Plan d’action national de lutte contre le travail des enfants en Tunisie : Composantes et Objectifs

Plan d’action national de lutte contre le travail des enfants en Tunisie

Tunis- le 6 mai 2014 – Dans le monde, des dizaines de millions d’enfants sont contraints de travailler, souvent dans les pires conditions. La Tunisie n’échappe pas à la règle. Pour lutter contre ce fléau, le gouvernement tunisien en collaboration avec le BIT et l’appui de l’UNICEF a décidé d’engager une action contre le travail des enfants notamment en élaborant un plan d’action national dans ce sens. Ce document a été présenté et discuté au cours d’un atelier de travail qui s’est tenu à Tunis le 6 mai courant, inauguré par Messieurs Ammar Youmbai, ministre des affaires sociales et Georges Gonzalès, Représentant adjoint de l’UNICEF en Tunisie et Madame Malak Ben Chekroun, Coordinatrice Régionale du Programme IPEC du BIT.

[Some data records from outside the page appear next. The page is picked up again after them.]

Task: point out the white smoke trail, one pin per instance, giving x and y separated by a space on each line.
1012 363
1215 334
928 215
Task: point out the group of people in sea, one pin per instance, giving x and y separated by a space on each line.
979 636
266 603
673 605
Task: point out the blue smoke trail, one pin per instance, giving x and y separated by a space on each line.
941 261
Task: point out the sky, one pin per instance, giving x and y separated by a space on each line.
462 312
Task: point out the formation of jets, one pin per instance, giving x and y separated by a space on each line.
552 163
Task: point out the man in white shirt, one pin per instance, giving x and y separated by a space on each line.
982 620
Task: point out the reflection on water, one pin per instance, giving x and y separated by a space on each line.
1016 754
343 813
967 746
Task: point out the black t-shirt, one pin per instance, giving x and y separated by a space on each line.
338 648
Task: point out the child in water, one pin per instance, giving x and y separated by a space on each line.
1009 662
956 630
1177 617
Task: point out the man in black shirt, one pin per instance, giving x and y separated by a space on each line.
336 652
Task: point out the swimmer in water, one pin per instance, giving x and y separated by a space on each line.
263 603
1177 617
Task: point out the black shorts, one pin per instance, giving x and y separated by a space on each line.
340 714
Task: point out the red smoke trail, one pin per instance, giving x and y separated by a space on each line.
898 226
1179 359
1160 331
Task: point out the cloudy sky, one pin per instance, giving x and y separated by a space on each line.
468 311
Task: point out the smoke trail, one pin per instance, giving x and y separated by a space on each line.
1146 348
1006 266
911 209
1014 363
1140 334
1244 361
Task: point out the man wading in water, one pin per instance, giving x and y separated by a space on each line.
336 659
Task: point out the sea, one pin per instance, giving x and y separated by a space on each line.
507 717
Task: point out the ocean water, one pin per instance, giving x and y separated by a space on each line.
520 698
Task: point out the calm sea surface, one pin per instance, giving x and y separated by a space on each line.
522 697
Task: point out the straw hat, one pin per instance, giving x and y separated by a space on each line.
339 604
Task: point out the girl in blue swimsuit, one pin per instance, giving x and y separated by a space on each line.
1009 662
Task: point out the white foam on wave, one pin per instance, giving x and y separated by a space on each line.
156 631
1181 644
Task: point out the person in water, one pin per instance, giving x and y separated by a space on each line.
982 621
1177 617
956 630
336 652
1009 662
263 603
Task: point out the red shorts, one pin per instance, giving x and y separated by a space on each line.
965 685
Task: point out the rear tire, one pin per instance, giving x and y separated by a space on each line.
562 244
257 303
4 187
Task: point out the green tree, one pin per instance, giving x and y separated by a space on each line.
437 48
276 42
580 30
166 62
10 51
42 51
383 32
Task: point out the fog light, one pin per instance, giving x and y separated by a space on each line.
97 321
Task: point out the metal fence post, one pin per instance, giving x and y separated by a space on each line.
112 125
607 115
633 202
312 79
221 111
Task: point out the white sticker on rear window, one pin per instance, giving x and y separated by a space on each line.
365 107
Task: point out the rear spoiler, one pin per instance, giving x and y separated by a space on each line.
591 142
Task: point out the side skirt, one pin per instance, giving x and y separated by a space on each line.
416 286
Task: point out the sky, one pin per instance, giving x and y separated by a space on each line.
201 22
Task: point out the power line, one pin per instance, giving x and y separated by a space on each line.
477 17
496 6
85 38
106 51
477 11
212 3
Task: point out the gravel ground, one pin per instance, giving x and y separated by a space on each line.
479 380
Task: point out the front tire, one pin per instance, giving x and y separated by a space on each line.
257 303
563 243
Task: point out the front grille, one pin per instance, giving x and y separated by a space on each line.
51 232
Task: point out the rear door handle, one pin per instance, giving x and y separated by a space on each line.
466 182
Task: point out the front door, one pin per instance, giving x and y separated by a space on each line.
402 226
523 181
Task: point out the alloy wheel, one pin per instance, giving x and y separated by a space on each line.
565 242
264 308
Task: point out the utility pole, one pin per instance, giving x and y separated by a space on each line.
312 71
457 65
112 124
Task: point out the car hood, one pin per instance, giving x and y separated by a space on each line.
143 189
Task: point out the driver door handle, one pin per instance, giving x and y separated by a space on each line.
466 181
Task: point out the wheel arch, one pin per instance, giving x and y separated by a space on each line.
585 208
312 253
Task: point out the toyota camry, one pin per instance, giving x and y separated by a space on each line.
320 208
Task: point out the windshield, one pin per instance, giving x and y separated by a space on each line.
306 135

Le Ministre a souligné que la Tunisie ne dispose pas aujourd’hui d’un état des lieux sur cette question et que l’élaboration d’une image fiable quant à l’ampleur et la nature du travail des enfants constitue un préalable nécessaire pour mieux cibler les enfants concernés et orienter les actions vers les groupes les plus prioritaires qui sont exposés aux risques les plus graves. Ce plan permettra de procéder à la mesure quantitative du travail infantile et la mise en œuvre de stratégies visant son éradication.

Pour l’UNICEF, le travail des enfants est une « forme de violation des droits de l’enfant qui nécessite de prendre des mesures de protection et de prévention » a précisé Georges Gonzalès. L’UNICEF s’est depuis toujours mobilisé contre le travail des enfants et a tout mis en œuvre pour donner un visage à ces enfants souvent « invisibles » et alerter sur leur fragilité. En Tunisie, un meilleur ciblage des catégories sociales les plus vulnérables, l’articulation entre les volets de prévention et de prise en charge dans le cadre d’une politique sociale intégrée et une meilleure collaboration entre les intervenants, notamment l’implication plus forte de la société civile, seront autant d’orientations à prendre en compte pour améliorer le sort des enfants tunisiens, filles ou garçons, affectés par ce phénomène ».